How you can tell we’re in The Future: it’s now possible for a TV show to have an awful user experience
Another in my series of “comments I was going to post to a specific website, but I’m too lazy to make a new account at said website.”
Today I discovered an independently-made television series called Pioneer One based on a tip from the DailyWTF forums. The first episode is on YouTube, although– fair warning– it has awful audio with a continuous buzz throughout the entire episode. They’re funding it using the Kickstarter method, basically asking for donations for each episode, and they’re up to 4 episodes. This whole thing is actually pretty exciting for a number of reasons, but that’s not what I’m writing this blog post about.
Downloading an episode of Pioneer One is a terrible, terrible user experience. Here’s the post I wrote to stick on their comments:
This download experience is awful. Here’s a few problems:
1) End-users don’t know what to do when the video link downloads a .torrent file.
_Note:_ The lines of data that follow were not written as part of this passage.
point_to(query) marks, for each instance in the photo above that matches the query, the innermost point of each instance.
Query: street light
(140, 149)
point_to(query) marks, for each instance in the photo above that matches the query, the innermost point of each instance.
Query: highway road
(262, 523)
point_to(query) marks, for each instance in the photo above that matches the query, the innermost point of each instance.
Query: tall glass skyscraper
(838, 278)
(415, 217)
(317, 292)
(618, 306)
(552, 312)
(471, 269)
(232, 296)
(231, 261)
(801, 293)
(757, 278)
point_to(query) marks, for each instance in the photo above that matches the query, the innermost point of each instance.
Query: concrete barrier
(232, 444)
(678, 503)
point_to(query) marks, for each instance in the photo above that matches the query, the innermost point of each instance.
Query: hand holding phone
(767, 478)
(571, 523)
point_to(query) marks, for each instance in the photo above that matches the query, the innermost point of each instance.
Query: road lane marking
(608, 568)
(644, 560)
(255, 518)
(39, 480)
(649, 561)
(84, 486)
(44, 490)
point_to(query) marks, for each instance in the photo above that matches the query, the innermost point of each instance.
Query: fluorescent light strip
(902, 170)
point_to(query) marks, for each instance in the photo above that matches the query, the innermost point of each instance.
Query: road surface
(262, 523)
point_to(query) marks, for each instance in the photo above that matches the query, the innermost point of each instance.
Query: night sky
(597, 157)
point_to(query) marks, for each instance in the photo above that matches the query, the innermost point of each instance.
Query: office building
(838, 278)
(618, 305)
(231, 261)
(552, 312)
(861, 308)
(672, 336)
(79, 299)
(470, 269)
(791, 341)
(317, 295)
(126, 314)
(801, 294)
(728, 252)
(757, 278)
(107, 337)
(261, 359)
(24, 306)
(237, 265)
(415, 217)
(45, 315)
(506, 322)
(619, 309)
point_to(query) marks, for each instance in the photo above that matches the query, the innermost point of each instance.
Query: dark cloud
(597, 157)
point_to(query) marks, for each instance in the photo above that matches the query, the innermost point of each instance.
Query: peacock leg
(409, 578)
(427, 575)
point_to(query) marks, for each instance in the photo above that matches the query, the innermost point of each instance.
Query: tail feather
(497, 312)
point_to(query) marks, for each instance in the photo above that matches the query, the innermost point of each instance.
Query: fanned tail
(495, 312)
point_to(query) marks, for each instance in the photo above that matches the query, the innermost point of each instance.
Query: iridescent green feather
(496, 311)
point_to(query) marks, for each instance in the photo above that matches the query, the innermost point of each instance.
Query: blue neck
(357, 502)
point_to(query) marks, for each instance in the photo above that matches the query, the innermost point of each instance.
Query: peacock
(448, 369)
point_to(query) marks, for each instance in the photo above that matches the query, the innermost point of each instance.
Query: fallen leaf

You really need to make it clear that bittorrent is required, other than the little tiny banner at the header of the page, and the unreadable grey-on-grey banner on the top right. I’m sure you get kickbacks from them, but it doesn’t help that bittorrent also tries to install spyware… seriously, it’s 2011! So in addition to this site’s bad user experience, you also suffer from Bittorrent’s own bad user experience.
2) Even knowing it’s a bittorrent doesn’t help, since bittorrent downloads on my connection are about 5 times slower than normal downloads. Uploading and downloading at the same time kills my connection. Since you don’t have any normal downloads available, I’m going to have to wait hours for the three episodes I’m downloading. Amazon S3 costs… about as close to nothing as you can get. Please sign up for it and offer alternate downloads from it.
3) End-users don’t know (and shouldn’t care about) the difference between xvid, theora, and matroska. Fuck, I’m a geek, and I don’t even know or care. Just pick the absolute most popular video format (I presume .mp4, everything plays that from Xbox to iTunes to VLC to Zune) and offer the HD or SD download in it. Then add a note saying “if you have trouble playing, use [program you know works]” in case you encounter the one person in the world who doesn’t have a .mp4 playing program.
4) But seriously, just put a Flash movie player on the page. Again, it’s 2011. There are a dozen Flash video sites that will host this for you, and episode 1 is already on YouTube (albeit with awful audio, and unlisted so you can’t search for it.) Instant gratification is good.
I saw the first episode on YouTube. I came here to download the rest, because of the YouTube audio thing. It was way harder than it had to be.
I’m not surprised that any product made by a person who knows what “Theora” is has poor usability; at this point, poor usability is expected from open source fans. What I’m really surprised about is that it applies even when the product is a TV show and not a piece of software.
Usability is important. Seriously. Fix your website.